Keating is a complicated character: he was once a minor rebel himself during his time as a student, finding kindred spirits in the counter-culture of poets such as Walt Whitman and the Romantics, but rather like Wordsworth his revolutionary zeal seems to have diminished.

Stirring up privileged teenagers at his old school is not going to change the world and picking quarrels with corduroy-encrusted colleagues seems almost Quixotic. If he is lighting a fire, it is a small one but the film is a sentimental one and the small bowl of the boarding school gives actions a disproportionate resonance.

By contrast, what makes A Separate Peace so interesting is the fact that the fires are lit by the students and their adolescent view of the world – as well as their limited experiences at a time of international crisis with America just joining war after Pearl Harbor – create a powerful expose of American values.

Returning to his alma mater Devon College, a school that is “both scholarly and very athletic”, our narrator Gene reviews events with nostalgia and with inevitable bias.

At the heart of the story is his relationship with the Gatsbyesque Phineas and there are distinct similarities between Gene and Nick Carraway, the narrator of Scott Fitzgerald’s classic.

Socially awkward and capable of appalling self-delusion, he acts as the typical unreliable narrator. He tries to rewrite history and to use memory to construct a narrative that removes all personal responsibility from some terrible actions.

One of the criticisms often levelled at those damaged by the emotional detachment created by boarding school life is that their relationship with ideas of reputation, honesty and a code of honour has been corrupted.

The conservative vision of a boarding school is that it instils some sort of classical code of conduct, and Devon is defined as a sort of reinvention of the Platonic Academy.

But just as Hal learns from hanging out with Falstaff in the Boar’s Head Tavern during Act 5 of Shakespeare’s Henry IV, “honour is a mere scutcheon”- these tales of chivalric codes and noblesse oblige are just forms of propaganda and empty rhetoric.

Deep down the darker arts of envy, cowardice, greed and self-interest rage and the novel portrays these brilliantly in the character of Gene. Outshone by Phineas’s charm and charisma, he has to resort to a series of selfish and vindictive acts to attempt to win at all costs.

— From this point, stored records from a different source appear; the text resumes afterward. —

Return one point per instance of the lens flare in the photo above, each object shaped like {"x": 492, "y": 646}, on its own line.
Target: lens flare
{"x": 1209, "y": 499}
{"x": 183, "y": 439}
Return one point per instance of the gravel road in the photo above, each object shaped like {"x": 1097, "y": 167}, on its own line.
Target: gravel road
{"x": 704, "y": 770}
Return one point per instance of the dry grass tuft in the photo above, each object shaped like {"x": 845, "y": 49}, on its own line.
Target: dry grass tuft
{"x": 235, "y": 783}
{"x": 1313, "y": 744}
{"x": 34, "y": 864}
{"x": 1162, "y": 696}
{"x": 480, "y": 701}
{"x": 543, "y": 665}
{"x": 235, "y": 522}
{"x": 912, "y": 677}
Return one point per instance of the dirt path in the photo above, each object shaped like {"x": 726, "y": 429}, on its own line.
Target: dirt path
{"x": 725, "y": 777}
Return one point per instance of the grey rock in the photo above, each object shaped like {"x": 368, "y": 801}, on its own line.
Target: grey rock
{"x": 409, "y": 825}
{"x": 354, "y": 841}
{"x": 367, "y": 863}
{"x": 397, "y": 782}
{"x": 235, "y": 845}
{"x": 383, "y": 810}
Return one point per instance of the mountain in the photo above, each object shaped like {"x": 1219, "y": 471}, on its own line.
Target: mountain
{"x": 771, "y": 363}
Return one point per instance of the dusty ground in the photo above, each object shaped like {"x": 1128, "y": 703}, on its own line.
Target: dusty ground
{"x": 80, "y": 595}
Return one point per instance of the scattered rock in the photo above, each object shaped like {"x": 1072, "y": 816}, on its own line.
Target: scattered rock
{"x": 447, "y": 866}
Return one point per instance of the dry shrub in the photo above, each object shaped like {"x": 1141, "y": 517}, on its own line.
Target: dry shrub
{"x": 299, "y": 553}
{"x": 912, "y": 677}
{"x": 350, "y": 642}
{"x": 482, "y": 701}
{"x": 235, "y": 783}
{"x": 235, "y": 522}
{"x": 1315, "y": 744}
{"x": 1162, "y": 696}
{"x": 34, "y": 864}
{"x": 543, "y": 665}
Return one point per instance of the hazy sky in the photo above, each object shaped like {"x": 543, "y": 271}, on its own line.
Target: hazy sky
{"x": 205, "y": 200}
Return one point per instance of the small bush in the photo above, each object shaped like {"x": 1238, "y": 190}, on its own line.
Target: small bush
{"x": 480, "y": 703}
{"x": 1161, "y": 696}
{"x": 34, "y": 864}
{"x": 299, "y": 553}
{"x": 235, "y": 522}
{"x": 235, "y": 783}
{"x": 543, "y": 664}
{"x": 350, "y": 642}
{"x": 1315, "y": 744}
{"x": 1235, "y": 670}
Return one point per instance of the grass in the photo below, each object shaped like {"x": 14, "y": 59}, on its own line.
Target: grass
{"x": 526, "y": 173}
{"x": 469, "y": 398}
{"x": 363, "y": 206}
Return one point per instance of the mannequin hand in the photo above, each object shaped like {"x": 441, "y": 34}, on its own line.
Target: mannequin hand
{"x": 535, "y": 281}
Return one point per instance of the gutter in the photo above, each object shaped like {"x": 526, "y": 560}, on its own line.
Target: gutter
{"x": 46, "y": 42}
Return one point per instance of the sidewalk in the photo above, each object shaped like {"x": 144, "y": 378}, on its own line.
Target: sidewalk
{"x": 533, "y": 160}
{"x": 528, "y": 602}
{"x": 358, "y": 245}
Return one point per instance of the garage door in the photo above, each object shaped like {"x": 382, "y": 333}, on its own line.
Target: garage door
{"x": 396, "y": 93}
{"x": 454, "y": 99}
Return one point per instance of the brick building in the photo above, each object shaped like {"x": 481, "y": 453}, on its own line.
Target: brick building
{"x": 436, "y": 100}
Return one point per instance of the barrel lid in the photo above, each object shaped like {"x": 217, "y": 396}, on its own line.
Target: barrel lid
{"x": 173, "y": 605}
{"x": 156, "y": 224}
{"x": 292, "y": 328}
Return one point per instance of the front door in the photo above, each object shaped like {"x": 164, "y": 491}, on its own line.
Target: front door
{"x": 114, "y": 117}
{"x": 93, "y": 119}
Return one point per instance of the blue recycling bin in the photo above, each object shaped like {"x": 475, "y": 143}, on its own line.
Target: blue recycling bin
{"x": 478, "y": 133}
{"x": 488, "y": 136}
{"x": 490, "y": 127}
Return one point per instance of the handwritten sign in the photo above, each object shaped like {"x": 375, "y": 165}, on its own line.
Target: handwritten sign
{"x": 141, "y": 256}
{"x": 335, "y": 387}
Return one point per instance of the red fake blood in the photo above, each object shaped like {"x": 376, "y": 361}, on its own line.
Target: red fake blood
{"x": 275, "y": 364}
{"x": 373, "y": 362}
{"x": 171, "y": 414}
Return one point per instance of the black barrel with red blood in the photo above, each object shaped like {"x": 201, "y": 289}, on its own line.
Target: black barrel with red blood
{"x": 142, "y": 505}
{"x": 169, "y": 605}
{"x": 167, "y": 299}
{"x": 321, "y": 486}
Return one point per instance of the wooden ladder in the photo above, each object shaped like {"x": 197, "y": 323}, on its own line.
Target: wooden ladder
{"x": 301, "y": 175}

As a reader, we find ourselves considering how political systems and institutions delude themselves, and how individuals seek success and glory even if it means betraying friendships and going against the values that the school environment claims to nurture.

Thus, the boarding school world is used as a powerful analogy for society at large, similar to the dark world of loyalty and omerta that filmmaker Martin Scorsese has explored throughout his career.

And there are a number of pertinent contemporary reasons to explore the human behaviour exposed in the novel: Donald Trump, George W. Bush and Boris Johnson all attended all-boys boarding schools.

There may be readers who, if they wish, can see art mirroring life.

Mike Grenier is an English teacher, house master and co-director of professional development at Eton College. He studied at the University of Oxford and has a Postgraduate Diploma in Education from Edge Hill University. He is also a governor at Horris Hill School and in 2012 co-founded ‘Slow Education’.